AI · · 11 min read

What's New in Core ML 2

What's New in Core ML 2

Core ML is Apple’s Machine Learning framework. Released just a year ago, Core ML offers developers a way to integrate powerful and smart machine learning capabilities into their apps with just a few lines of code! This year, at WWDC 2018, Apple released Core ML 2.0- the next version of Core ML all centered around streamlining the process by optimizing the size of the model, improving the performance, and giving developers the ability to customize their own Core ML models.

In this tutorial, I’ll catch you up on all of the new features introduced in Core ML 2.0 and how you can apply it to your Machine Learning app! In case you are new to Core ML, I would recommend getting familiar with Core ML with this tutorial. In case you are familiar with it, let’s get started!
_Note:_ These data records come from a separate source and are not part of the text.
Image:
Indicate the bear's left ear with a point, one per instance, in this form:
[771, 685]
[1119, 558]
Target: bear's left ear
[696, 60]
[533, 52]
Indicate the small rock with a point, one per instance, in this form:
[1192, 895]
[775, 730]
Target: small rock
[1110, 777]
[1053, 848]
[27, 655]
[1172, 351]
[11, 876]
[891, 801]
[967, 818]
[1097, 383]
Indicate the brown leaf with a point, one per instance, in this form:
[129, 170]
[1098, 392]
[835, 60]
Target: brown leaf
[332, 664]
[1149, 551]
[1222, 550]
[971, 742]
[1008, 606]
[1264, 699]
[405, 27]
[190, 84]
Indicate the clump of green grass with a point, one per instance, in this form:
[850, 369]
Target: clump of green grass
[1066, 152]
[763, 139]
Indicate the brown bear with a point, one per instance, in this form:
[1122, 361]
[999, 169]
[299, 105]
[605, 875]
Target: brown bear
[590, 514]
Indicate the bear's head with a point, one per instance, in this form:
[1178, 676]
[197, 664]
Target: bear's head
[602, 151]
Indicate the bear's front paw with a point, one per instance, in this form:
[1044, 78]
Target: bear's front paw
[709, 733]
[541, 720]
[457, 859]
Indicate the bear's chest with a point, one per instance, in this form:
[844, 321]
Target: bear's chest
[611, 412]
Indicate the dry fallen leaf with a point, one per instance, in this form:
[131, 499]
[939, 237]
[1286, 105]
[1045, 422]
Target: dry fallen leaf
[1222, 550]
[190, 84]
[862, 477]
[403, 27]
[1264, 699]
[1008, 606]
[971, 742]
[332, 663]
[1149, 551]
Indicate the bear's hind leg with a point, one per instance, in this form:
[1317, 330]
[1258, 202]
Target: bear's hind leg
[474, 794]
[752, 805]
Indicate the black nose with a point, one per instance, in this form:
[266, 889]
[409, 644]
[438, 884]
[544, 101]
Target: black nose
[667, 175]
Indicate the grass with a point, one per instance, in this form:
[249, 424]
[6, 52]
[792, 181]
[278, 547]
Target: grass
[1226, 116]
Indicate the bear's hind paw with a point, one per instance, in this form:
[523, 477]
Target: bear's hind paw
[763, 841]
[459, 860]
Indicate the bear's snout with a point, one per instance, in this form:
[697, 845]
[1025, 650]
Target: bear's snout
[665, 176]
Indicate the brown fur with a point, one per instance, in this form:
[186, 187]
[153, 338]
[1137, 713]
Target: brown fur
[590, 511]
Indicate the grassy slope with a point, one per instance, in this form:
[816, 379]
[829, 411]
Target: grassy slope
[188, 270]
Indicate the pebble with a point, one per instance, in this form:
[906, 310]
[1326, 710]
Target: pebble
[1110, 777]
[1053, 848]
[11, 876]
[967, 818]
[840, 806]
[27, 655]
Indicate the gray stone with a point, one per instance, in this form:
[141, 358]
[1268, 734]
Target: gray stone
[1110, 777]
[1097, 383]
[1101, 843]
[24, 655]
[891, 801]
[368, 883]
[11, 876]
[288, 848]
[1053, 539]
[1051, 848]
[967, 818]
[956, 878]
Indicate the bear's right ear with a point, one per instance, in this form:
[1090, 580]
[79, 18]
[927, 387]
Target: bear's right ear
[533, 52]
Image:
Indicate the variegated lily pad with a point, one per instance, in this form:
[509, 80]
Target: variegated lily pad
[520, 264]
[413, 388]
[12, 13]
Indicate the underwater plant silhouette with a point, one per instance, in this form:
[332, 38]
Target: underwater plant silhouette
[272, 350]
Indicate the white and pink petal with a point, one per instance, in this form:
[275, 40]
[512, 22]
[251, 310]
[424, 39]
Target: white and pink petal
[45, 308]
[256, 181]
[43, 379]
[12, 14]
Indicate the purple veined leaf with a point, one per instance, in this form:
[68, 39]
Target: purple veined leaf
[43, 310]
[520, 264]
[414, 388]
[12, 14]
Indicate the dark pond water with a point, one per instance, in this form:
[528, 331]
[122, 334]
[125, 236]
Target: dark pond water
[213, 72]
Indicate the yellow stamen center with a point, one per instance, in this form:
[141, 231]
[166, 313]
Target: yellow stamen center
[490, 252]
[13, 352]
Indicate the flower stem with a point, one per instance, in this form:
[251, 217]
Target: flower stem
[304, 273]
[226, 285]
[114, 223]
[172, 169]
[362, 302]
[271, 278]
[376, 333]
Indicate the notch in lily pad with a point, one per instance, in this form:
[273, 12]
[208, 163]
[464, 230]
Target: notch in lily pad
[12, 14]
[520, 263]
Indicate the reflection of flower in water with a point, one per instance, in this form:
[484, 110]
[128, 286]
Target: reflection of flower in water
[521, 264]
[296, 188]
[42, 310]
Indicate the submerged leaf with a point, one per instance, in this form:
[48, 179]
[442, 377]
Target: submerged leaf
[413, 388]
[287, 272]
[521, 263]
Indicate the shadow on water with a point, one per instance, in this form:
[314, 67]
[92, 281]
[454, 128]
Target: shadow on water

Note: To try these techniques out, you will need to have macOS Mojave installed on your Mac. Also, you should have the coremltools beta installed. If not, don’t worry. I’ll explain how to download this later in the tutorial.

A Quick Recap

There are lots of great apps in the App Store with the ability to perform powerful tasks. For example, you could find an app which understands text. Or maybe an app which knows what workout you’re doing based on the motion of your device. Even further, there are apps which apply filters to images based on a previous image. These apps have one thing in common: they are all examples of machine learning and all of them can be created with a Core ML model.

Core ML model in an app
Source: Apple

Core ML makes it simple for developers to integrate machine learning models into their apps. You can create an app which understands context in a conversation or can recognize different audio. Furthermore, Apple has made it possible for developers to take the extra step with realtime image analysis and natural language understanding through 2 of their frameworks: Vision and Natural Language.

With the VNCoreMLRequest API and the NLModel API, you can heavily increase your app’s ML capabilities since Vision and Natural Language are built upon Core ML!

This year, Apple was focused on 3 main points for helping Core ML developers.

  1. The model size
  2. The performance of a model
  3. Customizing a model

Let’s explore these three points!

Model Size

One huge advantage of Core ML is that everything is done on-device. This way, a user’s privacy is always safe and the computation can be calculated from anywhere. However, as more accurate machine learning models are used, they can have a larger size. Importing these models into your apps can take up a large amount of space on a user’s device.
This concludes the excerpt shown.